The Cayman Islands Monetary Authority has begun a study that will help it decide the most appropriate options for implementing updated international standards for determining capital adequacy for banks.
Capital adequacy is a key tool used by banking regulators in assessing whether banks have sufficient capital to cover their risks and to protect the interests of depositors, states a press release.
The updated international standard is commonly known as Basel II. Basel II is a new set of standards for establishing minimum capital requirements for banking organizations and was developed by the Basel Committee on Banking Supervision, a group of central banks and bank supervisory authorities in the G10 (Group of 10 Industrialised Countries).
Basel II takes into account innovations in banking markets, risk management and banks’ internal processes since the first capital framework, which is commonly know as Basel I or the Basel Concordat, was introduced in 1988.
Basel II is a more risk-sensitive approach to capital regulation that is being implemented in G10 countries and, in addition, a number of non-Basel member jurisdictions are also implementing Basel II as a requirement for banks operating in their jurisdiction.
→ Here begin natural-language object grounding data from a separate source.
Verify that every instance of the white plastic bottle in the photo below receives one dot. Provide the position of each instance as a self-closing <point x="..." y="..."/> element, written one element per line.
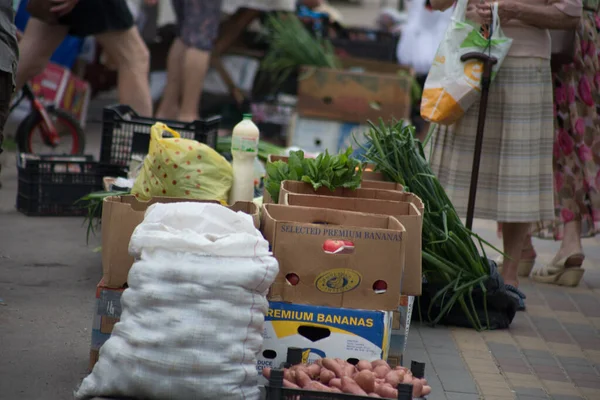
<point x="244" y="149"/>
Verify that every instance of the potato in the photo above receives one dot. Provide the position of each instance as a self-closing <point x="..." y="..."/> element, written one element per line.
<point x="326" y="375"/>
<point x="314" y="385"/>
<point x="299" y="367"/>
<point x="267" y="372"/>
<point x="366" y="380"/>
<point x="302" y="379"/>
<point x="350" y="386"/>
<point x="393" y="378"/>
<point x="333" y="366"/>
<point x="349" y="369"/>
<point x="417" y="388"/>
<point x="289" y="375"/>
<point x="362" y="365"/>
<point x="290" y="385"/>
<point x="381" y="370"/>
<point x="386" y="391"/>
<point x="377" y="363"/>
<point x="336" y="382"/>
<point x="426" y="390"/>
<point x="313" y="370"/>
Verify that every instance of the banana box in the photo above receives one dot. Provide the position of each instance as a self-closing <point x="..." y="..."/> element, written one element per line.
<point x="324" y="332"/>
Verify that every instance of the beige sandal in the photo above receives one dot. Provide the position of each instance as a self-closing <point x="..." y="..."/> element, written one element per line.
<point x="564" y="272"/>
<point x="526" y="263"/>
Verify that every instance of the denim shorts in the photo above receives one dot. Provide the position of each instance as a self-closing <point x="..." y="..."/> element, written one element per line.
<point x="198" y="22"/>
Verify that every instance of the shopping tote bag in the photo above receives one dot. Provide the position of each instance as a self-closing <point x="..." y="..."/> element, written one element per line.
<point x="452" y="86"/>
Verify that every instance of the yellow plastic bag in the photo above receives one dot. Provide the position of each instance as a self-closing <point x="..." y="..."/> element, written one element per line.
<point x="177" y="167"/>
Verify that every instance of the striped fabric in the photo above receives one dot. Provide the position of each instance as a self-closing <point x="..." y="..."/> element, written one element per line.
<point x="231" y="6"/>
<point x="515" y="177"/>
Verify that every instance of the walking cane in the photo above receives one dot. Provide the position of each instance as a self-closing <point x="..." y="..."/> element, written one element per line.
<point x="486" y="79"/>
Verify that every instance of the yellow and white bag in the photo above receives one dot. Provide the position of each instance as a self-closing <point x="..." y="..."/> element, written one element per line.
<point x="452" y="85"/>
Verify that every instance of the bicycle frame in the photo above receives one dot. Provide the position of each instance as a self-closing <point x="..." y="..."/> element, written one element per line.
<point x="49" y="133"/>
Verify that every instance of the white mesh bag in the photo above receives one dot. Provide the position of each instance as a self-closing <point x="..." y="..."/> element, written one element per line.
<point x="194" y="311"/>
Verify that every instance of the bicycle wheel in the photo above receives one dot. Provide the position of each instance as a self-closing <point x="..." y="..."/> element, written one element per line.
<point x="31" y="140"/>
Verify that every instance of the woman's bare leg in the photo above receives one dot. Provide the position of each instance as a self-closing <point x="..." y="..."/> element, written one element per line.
<point x="571" y="242"/>
<point x="128" y="50"/>
<point x="36" y="47"/>
<point x="171" y="98"/>
<point x="195" y="67"/>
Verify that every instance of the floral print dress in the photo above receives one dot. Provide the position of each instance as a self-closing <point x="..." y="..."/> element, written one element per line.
<point x="577" y="141"/>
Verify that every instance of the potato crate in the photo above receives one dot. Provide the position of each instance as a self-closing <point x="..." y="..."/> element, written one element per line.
<point x="125" y="133"/>
<point x="51" y="185"/>
<point x="275" y="389"/>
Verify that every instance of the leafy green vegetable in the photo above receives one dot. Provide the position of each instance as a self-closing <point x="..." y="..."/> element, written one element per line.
<point x="451" y="259"/>
<point x="292" y="45"/>
<point x="328" y="171"/>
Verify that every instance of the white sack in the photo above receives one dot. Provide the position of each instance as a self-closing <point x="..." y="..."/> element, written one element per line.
<point x="421" y="36"/>
<point x="193" y="314"/>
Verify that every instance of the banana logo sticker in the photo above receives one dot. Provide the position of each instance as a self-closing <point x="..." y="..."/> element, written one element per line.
<point x="310" y="355"/>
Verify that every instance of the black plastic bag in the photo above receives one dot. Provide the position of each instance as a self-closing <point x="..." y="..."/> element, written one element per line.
<point x="501" y="306"/>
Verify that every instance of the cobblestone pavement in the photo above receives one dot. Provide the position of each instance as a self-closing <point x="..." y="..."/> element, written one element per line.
<point x="551" y="351"/>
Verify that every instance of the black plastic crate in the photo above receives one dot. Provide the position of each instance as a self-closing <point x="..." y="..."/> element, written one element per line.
<point x="125" y="133"/>
<point x="366" y="43"/>
<point x="50" y="185"/>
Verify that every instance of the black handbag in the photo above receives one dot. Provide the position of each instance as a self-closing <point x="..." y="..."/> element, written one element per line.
<point x="40" y="9"/>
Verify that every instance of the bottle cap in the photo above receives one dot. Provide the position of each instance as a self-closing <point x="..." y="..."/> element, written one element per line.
<point x="417" y="369"/>
<point x="294" y="356"/>
<point x="405" y="391"/>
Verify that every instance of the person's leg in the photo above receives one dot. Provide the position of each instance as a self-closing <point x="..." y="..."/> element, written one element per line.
<point x="513" y="237"/>
<point x="36" y="47"/>
<point x="170" y="102"/>
<point x="128" y="50"/>
<point x="171" y="98"/>
<point x="199" y="31"/>
<point x="571" y="243"/>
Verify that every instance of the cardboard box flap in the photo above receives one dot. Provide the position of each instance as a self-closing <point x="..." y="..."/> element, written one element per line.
<point x="122" y="214"/>
<point x="335" y="258"/>
<point x="406" y="213"/>
<point x="325" y="216"/>
<point x="384" y="207"/>
<point x="375" y="194"/>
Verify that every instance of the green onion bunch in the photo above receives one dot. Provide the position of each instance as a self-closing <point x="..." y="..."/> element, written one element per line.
<point x="291" y="45"/>
<point x="451" y="259"/>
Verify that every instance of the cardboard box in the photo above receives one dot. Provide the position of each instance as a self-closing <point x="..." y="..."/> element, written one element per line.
<point x="362" y="193"/>
<point x="120" y="216"/>
<point x="335" y="258"/>
<point x="323" y="332"/>
<point x="368" y="184"/>
<point x="357" y="97"/>
<point x="400" y="329"/>
<point x="107" y="313"/>
<point x="406" y="213"/>
<point x="316" y="135"/>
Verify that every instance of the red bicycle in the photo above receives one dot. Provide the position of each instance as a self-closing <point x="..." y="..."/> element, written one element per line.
<point x="47" y="129"/>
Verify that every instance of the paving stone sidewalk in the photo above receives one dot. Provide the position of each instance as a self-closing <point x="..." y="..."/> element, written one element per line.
<point x="551" y="351"/>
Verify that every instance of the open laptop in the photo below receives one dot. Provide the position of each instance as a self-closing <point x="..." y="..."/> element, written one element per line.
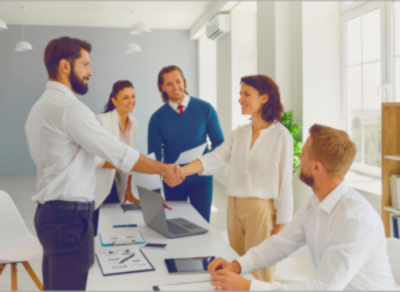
<point x="154" y="217"/>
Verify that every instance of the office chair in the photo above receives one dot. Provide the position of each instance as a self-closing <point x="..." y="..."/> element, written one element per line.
<point x="17" y="244"/>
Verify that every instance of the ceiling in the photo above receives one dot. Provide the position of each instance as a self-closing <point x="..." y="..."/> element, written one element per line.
<point x="122" y="14"/>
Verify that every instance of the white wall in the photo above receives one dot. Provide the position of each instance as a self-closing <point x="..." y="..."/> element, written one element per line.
<point x="244" y="57"/>
<point x="321" y="65"/>
<point x="207" y="50"/>
<point x="23" y="78"/>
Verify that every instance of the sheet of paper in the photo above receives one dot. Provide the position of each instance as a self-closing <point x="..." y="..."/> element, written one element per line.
<point x="196" y="286"/>
<point x="191" y="155"/>
<point x="123" y="261"/>
<point x="147" y="181"/>
<point x="120" y="234"/>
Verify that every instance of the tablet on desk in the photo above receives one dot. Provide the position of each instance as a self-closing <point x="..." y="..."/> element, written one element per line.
<point x="188" y="265"/>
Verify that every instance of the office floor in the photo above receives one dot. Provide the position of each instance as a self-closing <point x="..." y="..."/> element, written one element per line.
<point x="21" y="189"/>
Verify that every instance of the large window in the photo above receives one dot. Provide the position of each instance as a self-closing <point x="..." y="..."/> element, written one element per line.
<point x="365" y="46"/>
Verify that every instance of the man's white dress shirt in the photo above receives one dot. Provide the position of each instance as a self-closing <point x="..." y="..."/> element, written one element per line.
<point x="64" y="137"/>
<point x="264" y="171"/>
<point x="184" y="103"/>
<point x="346" y="240"/>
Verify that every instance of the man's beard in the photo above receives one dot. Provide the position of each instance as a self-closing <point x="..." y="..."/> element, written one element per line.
<point x="78" y="85"/>
<point x="307" y="179"/>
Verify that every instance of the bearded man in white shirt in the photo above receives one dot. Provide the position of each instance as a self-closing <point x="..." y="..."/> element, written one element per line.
<point x="343" y="232"/>
<point x="64" y="137"/>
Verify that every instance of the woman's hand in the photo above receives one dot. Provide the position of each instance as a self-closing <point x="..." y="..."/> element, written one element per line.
<point x="165" y="204"/>
<point x="177" y="179"/>
<point x="277" y="228"/>
<point x="227" y="280"/>
<point x="222" y="264"/>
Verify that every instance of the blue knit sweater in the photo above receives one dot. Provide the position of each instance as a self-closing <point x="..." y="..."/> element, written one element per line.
<point x="170" y="133"/>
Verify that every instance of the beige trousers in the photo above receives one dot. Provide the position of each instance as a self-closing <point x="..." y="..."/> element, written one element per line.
<point x="250" y="221"/>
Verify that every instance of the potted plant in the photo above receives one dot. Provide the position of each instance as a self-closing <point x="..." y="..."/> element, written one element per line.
<point x="294" y="129"/>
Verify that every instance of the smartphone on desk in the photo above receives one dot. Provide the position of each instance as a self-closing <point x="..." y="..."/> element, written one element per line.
<point x="155" y="245"/>
<point x="188" y="265"/>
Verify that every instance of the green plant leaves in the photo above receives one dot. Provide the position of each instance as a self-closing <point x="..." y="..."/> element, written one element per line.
<point x="294" y="129"/>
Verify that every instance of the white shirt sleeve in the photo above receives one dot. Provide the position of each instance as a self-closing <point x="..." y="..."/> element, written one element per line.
<point x="277" y="247"/>
<point x="338" y="265"/>
<point x="351" y="248"/>
<point x="83" y="128"/>
<point x="284" y="203"/>
<point x="220" y="157"/>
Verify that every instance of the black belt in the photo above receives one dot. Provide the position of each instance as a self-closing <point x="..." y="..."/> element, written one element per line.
<point x="66" y="205"/>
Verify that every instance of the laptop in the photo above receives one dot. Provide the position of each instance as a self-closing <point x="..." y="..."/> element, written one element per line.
<point x="154" y="217"/>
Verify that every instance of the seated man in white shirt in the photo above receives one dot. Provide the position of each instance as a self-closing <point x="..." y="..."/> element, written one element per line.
<point x="343" y="232"/>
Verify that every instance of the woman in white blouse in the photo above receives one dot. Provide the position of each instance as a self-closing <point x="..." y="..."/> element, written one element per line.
<point x="113" y="186"/>
<point x="260" y="159"/>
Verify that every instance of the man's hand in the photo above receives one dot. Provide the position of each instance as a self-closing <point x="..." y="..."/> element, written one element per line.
<point x="277" y="228"/>
<point x="227" y="280"/>
<point x="221" y="264"/>
<point x="176" y="178"/>
<point x="130" y="197"/>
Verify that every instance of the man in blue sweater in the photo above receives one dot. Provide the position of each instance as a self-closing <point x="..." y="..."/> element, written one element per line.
<point x="181" y="124"/>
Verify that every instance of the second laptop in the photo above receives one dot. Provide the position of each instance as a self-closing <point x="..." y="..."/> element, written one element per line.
<point x="154" y="217"/>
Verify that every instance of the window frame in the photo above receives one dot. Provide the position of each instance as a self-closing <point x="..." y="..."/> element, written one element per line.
<point x="353" y="11"/>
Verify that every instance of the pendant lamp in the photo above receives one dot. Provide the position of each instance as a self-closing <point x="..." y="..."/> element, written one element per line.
<point x="132" y="48"/>
<point x="139" y="28"/>
<point x="23" y="45"/>
<point x="3" y="25"/>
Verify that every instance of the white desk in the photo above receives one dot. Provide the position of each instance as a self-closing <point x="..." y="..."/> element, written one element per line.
<point x="208" y="244"/>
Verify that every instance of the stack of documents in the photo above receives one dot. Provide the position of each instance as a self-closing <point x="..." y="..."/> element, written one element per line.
<point x="123" y="261"/>
<point x="395" y="190"/>
<point x="121" y="236"/>
<point x="131" y="207"/>
<point x="147" y="181"/>
<point x="195" y="286"/>
<point x="396" y="226"/>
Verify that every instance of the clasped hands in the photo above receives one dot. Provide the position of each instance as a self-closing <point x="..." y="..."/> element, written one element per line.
<point x="174" y="175"/>
<point x="224" y="276"/>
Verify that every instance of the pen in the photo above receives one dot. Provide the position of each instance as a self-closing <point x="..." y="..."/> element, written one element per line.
<point x="127" y="258"/>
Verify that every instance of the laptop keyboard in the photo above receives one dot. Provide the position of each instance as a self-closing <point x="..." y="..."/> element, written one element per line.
<point x="175" y="229"/>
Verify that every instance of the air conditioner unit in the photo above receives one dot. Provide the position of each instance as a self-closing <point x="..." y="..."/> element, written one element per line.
<point x="218" y="26"/>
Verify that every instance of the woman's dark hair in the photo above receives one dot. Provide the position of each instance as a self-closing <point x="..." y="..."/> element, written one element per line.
<point x="63" y="48"/>
<point x="160" y="80"/>
<point x="117" y="87"/>
<point x="273" y="108"/>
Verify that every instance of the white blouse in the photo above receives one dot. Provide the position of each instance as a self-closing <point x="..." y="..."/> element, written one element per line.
<point x="265" y="171"/>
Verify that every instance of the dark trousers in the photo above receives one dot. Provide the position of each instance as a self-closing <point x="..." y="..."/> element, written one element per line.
<point x="66" y="234"/>
<point x="112" y="198"/>
<point x="198" y="190"/>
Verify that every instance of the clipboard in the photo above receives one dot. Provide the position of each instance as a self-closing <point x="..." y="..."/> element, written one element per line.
<point x="123" y="262"/>
<point x="122" y="240"/>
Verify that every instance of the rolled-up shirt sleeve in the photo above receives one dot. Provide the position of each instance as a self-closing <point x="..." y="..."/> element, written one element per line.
<point x="83" y="128"/>
<point x="219" y="158"/>
<point x="98" y="162"/>
<point x="284" y="203"/>
<point x="277" y="247"/>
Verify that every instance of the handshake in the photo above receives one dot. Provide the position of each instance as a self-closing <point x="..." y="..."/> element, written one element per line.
<point x="173" y="175"/>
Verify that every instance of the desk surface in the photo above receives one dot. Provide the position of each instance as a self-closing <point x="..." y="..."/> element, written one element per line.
<point x="208" y="244"/>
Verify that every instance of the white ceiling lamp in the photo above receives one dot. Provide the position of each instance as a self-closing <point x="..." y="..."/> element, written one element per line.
<point x="23" y="45"/>
<point x="3" y="25"/>
<point x="132" y="48"/>
<point x="139" y="28"/>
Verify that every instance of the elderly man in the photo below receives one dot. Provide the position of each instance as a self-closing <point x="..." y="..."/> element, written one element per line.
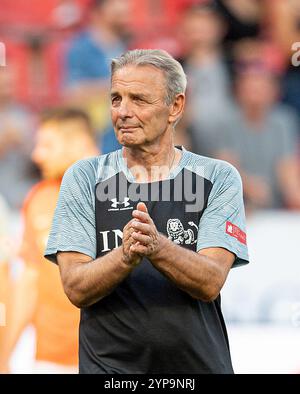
<point x="145" y="236"/>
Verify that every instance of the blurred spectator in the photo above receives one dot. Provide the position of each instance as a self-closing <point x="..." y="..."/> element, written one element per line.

The CIMA impact study and assessment is being conducted, together with consultants PricewaterhouseCoopers, with two objectives in mind. Firstly, CIMA intends to develop a clear understanding of the requirements and implications of implementing the various options of Basel II for the Cayman Islands’ banking industry as well as CIMA. Secondly, CIMA intends to assess the best options for implementation through a cost benefit analysis.
During various phases of the impact study and assessment, CIMA and the consultant will be liaising with a number of representatives of the banking industry, private sector associations and other stakeholders.
CIMA views this assessment of the Basel II capital framework and its implications for the jurisdiction as a joint collaboration with the various stakeholders of the financial industry and looks forward to active participation throughout the process.
The study is expected to extend over a four-month period and is a key step in determining Cayman’s approach to Basel II and to ensuring that this jurisdiction retains its competitiveness as a key player in the world financial markets while adopting appropriate international standards.
As at 31 December, 2006, CIMA regulated some 291bank licensees, most of whom were a part of an international banking group that will be impacted by Basel II.